In April, with joy, the Sisters renewed their mission and decided to create a village
Every four years, the Sisters of Providence hold decision-making meetings the Church calls “Chapter.” In April of this year, big decisions were made that direct the future of the Congregation and the use of their land. These decisions were made public in May to great interest and applause.
The Sisters endorsed three statements that seem quite simple but hold the seeds of grand plans.
Their vision is short and to the point: A world where the vulnerable experience compassion, justice and peace.
Their new mission statement expands that by identifying themselves as “channels of God’s Providence” who use all their resources to bring about the fullness of life for all God’s creation.

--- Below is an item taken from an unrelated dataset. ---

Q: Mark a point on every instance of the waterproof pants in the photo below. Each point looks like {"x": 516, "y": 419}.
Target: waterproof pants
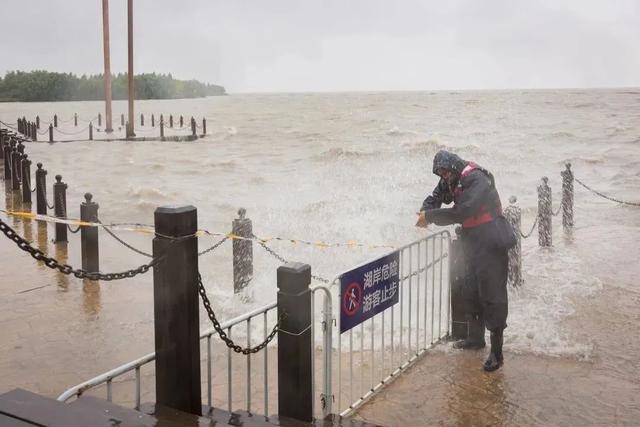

Finally, the directional statement of the next four years gets more concrete again. It accepts the Sisters’ situation with joy as they “embrace our present reality from a contemplative stance.” It offers full support to the Providence Associates, now 30 years old, who also are figuring out what lies ahead. And it offers guiding princples for long-range planning.
The three-point statement is the mandate of the new leadership team that were installed on June 14 at the Motherhouse. Sister Sandra Shannon remains the General Superior, a position she has held for the past four years.
Also remaining in office are councillors Sister Frances O’Brien and Sister Gayle Desarmia. Joining them, newly returned from Edmonton, is Sister Diane Brennen.
Soon after their Chapter, the Sisters announced the concept of Providence Village. It would transform the 30 acres and the buildings of the Motherhouse into a hub of services for the vulnerable of the city.
The full plan envisions many forms of housing, resources for the elderly and the challenged – a host of possibilities. But the centerpiece is to give a new home to Providence Manor. Providence Care’s provincially-funded longterm care home, Providence Manor was originally founded by the Sisters. The ties are strong. Providence Manor needs a new site in the next 10 years and this offer of land looks most hopeful.
A feasibility study to be conducted over the next six months will indicate how this plan will go forward and how it might be achieved. There are many players to bring to the table and, no doubt, there will be questions to answer. But the possibilities are great and the excitement of the Sisters is tangible. This is their mission come full circle. This is a living legacy, one of many.